A viola e a vontade de cantar vieram ‘na bagagem’ desses dois brasileiros lutadores.
— Desde menino existia em nós a vontade de cantar, e já cheguei aqui tocando viola. Lá em Passabém conheci um cidadão chamado Raimundo Roda, que me ensinou. E ‘Roda’ não era seu sobrenome, e sim o apelido que ganhou por rodar por aí — explica Zé Mulato.
— Era um andarilho, que ninguém sabia de onde vinha e nem para onde ia. Passava pela minha terra, rodando casas e tocando viola, eu ia atrás. Assim ele acabou me ensinando a afinação do instrumento. O Cassiano ainda era ‘menino de tudo’, mas já interessado por violão e cavaquinho. Hoje ele toca qualquer instrumento de corda — acrescenta.
A dupla começou suas atividades em meados dos anos de 1970, mesclando o ‘trabalho pesado’ na área da construção civil com as apresentações musicais.
— Tivemos a primeira oportunidade na Rádio Nacional daqui. E eles acabaram nos cedendo meia hora toda semana, nas quarta-feiras, para cantarmos, assim dando início a nossa vida de ‘cantador profissional’ — lembra Zé Mulato.

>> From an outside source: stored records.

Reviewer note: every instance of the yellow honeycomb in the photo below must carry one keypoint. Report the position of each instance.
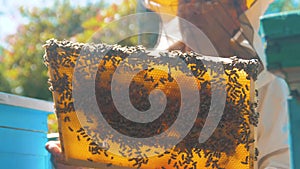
(86, 77)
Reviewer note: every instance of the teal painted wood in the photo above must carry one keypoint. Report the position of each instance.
(22, 142)
(294, 111)
(24, 118)
(23, 132)
(17, 161)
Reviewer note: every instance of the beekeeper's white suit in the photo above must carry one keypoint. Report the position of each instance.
(272, 131)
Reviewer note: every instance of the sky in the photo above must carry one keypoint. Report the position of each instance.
(10, 18)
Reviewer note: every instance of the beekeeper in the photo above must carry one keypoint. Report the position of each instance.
(231, 32)
(235, 32)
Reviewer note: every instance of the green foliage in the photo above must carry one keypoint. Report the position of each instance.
(22, 66)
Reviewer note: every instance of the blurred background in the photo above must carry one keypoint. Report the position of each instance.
(26, 25)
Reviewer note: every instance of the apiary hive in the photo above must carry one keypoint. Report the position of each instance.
(85, 78)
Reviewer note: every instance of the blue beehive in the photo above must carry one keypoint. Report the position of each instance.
(23, 132)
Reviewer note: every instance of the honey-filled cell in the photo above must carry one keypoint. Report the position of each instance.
(103, 94)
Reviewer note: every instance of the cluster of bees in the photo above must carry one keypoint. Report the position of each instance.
(231, 144)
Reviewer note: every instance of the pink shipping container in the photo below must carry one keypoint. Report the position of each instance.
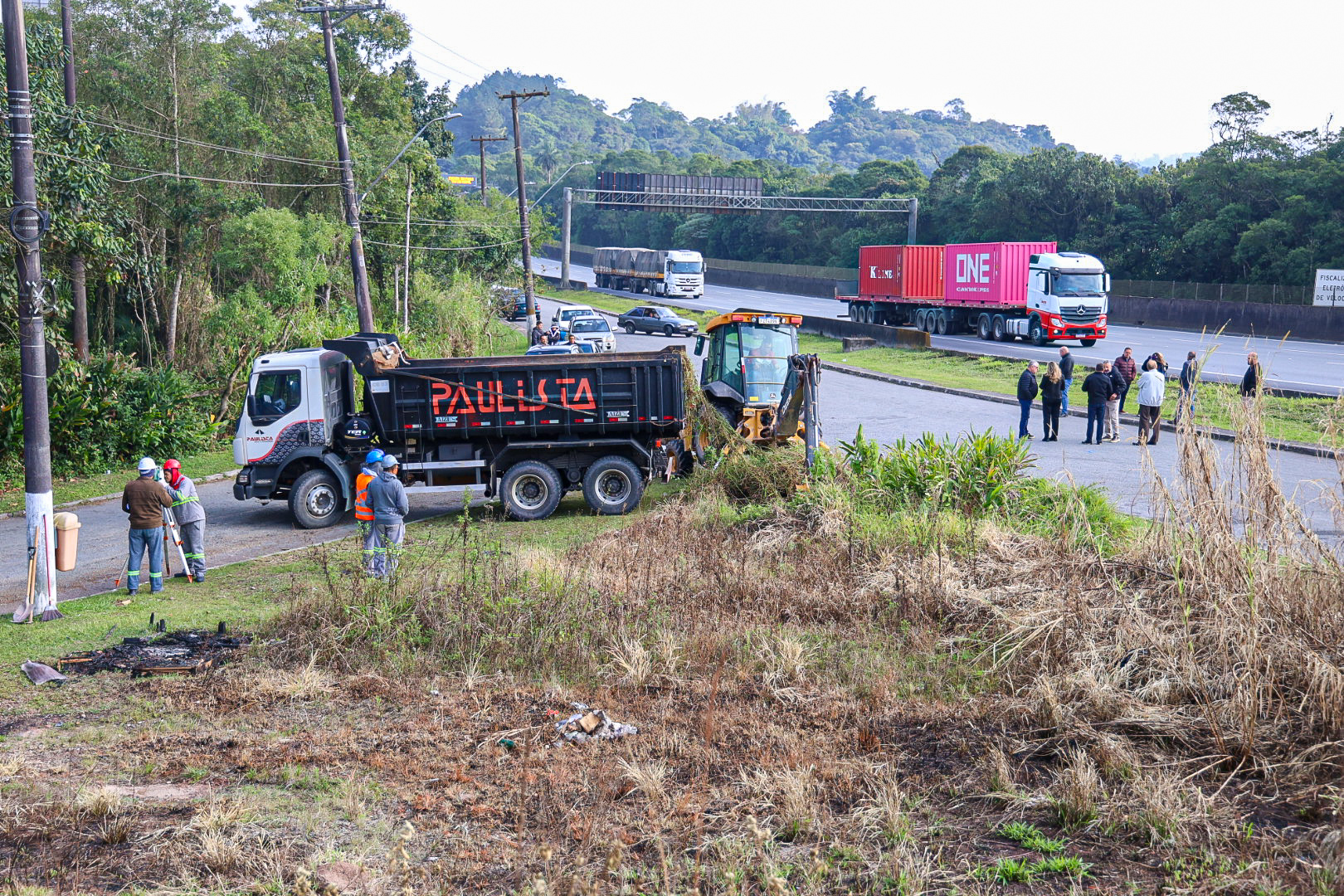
(988, 275)
(901, 271)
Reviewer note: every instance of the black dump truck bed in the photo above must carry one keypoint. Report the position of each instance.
(636, 395)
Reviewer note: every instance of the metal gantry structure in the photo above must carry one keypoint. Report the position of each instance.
(724, 203)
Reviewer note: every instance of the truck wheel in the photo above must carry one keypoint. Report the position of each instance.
(1036, 332)
(531, 490)
(314, 500)
(613, 485)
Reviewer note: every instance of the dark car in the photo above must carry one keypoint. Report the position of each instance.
(655, 319)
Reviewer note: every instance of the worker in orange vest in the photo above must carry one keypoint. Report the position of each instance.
(363, 512)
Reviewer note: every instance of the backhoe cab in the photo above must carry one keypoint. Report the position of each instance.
(756, 377)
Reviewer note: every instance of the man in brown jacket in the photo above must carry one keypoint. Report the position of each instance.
(145, 500)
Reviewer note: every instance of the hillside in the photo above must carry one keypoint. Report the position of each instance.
(856, 132)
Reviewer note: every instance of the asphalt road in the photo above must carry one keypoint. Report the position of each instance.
(1292, 364)
(888, 412)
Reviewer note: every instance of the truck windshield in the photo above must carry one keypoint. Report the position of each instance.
(277, 392)
(1077, 285)
(756, 360)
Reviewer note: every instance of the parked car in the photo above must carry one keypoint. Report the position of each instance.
(565, 314)
(593, 331)
(655, 319)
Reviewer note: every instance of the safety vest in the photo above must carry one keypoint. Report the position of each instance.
(362, 509)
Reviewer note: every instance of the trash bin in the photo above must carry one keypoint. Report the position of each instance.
(67, 540)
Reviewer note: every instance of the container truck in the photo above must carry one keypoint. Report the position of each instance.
(996, 290)
(520, 429)
(674, 271)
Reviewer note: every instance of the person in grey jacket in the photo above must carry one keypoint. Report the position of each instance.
(387, 497)
(191, 519)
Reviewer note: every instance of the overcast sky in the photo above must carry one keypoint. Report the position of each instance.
(1132, 78)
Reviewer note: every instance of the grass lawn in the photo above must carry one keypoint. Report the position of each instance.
(218, 458)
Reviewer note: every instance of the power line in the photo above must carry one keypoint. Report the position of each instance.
(151, 173)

Sem abrir mão do autêntico caipira
Zé Mulato e Cassiano conseguiram gravar seu primeiro disco em 1978, cantando clássicos caipiras, entre eles, da dupla Zé Carreiro e Carreirinho.
— Eles são considerados como pai do estilo que gostamos, o ‘estilão’. O Carreirinho e a Zita Carreiro foram as pessoas que nos ajudaram a gravar esse disco — fala Cassiano, acrescentando que nessa época Zé Carreiro já havia falecido.
— Depois disso ficamos um tempão sem gravar, porque as gravadoras queriam nos impor o que eles chamam de moderno, que é a música que aqueles ‘cabeça de bagre’ (risos) vestidos de cowboys cantam. O fato de não aceitarmos esse absurdo nos custou quase quatorze anos sem gravar. Mas, preferimos assim à gravar esses ‘trem’ que eles chamam de moderno — continua.
— Infelizmente somos poucos a pensar assim, porque um monte de gente começou a se ‘americanizar’. Dizem que cantam ‘música raiz’, mas de raiz não tem nada. Os rodeios, por exemplo, só tocam esses americanizados. Escrevi uma letra de música falando disso, porque para mim estão americanizando tudo, até mesmo o nosso cavalo, que é um autêntico ‘filho de uma égua’ (risos), foi substituído nos rodeios pelos americanos, montados por brasileiros fantasiados de cowboys — acrescenta Zé Mulato.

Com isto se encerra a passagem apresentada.